Kelly, Matthew (1814–58), catholic priest and church historian, was born 24 September 1814 in Maudlin St., Kilkenny, the eldest son of James Kelly and his wife, Margaret (née Sanphy). The Kellys were a clerical family: an uncle of Matthew, Patrick Kelly (1779–1829), was bishop of Waterford; a grand-uncle, Edward Nolan (d. 1851), was dean and vicar-general of Ossory; a brother, John, also became a priest; and a sister was a Presentation nun at Midleton, Co. Cork.
At an early age Matthew Kelly entered the local diocesan college. Intent on an ecclesiastical career, he matriculated at Maynooth College (25 August 1831), where he excelled at his studies and took the prize essay at the Dunboyne Establishment (a department of Maynooth). He was appointed a professor of philosophy at the Irish College in Paris in 1839. He returned to Ireland to become professor of English and French at Maynooth (from 4 November 1841) and retained this post until he moved to the chair of ecclesiastical history (20 October 1857).
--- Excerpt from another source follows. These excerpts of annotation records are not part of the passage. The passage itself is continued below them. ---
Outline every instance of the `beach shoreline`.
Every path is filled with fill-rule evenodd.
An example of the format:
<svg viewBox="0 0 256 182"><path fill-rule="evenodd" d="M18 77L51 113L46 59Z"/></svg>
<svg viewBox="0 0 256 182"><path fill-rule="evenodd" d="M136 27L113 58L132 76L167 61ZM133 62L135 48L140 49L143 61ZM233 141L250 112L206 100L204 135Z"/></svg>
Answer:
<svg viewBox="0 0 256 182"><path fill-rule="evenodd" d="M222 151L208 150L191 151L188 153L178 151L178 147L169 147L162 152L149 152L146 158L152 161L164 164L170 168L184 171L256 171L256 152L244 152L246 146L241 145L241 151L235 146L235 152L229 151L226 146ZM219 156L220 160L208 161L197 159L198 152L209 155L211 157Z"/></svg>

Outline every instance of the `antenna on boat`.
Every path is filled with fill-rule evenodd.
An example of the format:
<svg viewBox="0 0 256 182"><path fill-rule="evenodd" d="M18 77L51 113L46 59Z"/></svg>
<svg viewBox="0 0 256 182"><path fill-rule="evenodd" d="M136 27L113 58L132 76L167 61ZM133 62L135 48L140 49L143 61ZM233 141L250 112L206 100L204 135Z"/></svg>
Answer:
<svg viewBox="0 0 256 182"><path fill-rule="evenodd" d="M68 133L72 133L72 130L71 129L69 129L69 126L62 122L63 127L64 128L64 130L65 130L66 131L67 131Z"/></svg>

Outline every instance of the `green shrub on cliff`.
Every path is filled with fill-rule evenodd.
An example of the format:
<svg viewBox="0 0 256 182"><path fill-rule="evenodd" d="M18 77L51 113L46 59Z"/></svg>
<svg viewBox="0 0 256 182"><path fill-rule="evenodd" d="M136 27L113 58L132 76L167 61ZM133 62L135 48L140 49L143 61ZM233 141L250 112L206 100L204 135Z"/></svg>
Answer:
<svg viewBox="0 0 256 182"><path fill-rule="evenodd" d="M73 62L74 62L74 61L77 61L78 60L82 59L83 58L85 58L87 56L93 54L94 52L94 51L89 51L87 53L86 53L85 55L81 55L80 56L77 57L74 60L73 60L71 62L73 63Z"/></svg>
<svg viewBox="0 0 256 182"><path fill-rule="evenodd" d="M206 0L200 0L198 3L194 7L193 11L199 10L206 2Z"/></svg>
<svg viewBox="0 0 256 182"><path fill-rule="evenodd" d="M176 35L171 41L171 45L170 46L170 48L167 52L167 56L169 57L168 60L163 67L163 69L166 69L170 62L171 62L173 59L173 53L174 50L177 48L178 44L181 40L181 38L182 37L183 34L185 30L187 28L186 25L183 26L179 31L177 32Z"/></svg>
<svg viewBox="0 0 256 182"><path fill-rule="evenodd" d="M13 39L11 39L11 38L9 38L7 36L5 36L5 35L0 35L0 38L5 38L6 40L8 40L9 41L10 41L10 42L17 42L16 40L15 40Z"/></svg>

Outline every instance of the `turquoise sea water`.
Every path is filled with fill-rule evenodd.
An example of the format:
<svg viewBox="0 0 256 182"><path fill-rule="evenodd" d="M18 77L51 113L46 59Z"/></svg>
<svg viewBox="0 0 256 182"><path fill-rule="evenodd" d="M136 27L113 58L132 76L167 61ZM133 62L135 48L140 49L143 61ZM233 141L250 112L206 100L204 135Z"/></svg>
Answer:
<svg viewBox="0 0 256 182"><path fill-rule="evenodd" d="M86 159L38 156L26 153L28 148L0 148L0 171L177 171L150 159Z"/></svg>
As a teacher he was noted for his ‘sweetness and urbanity of manner’ (Murphy).
Kelly's interest in history may have begun with his awareness that the house next to the one where he was born was that in which the historian Thomas de Burgo lived and died. He was a frequent contributor to the Dublin Review (1842–55), his most notable contribution being a critique of a work of Henry Joseph Monck Mason (qv), The testimony of St Patrick against the false pretensions of Rome (1846). He translated and edited for the Celtic Society (of which he was a founder member) a work of John Lynch (qv), Cambrensis eversus (1848–51), and edited and published the Apologia pro Hibernia of Stephen White (qv) (1849), the Historiae catholicae Iberniae compendium of Philip O'Sullivan Beare (qv) (1850), and Calendar of Irish saints: the martyrology of Tallagh (1857). He was awarded a DD in 1854. In declining health, though only in his early forties, he superintended publication of the work of Laurence Renehan (qv), Collections on Irish church history (1861). During the summer before his death he visited St Gall and other places on the continent of interest to Irish ecclesiastical historians.
Matthew Kelly died 30 October 1858 and was interred in the Maynooth College burial ground. Some of his writings were edited by a colleague, a future bishop of Kerry, Daniel McCarthy (1822–81), and published (in some cases republished) as Dissertations chiefly on Irish church history (1864).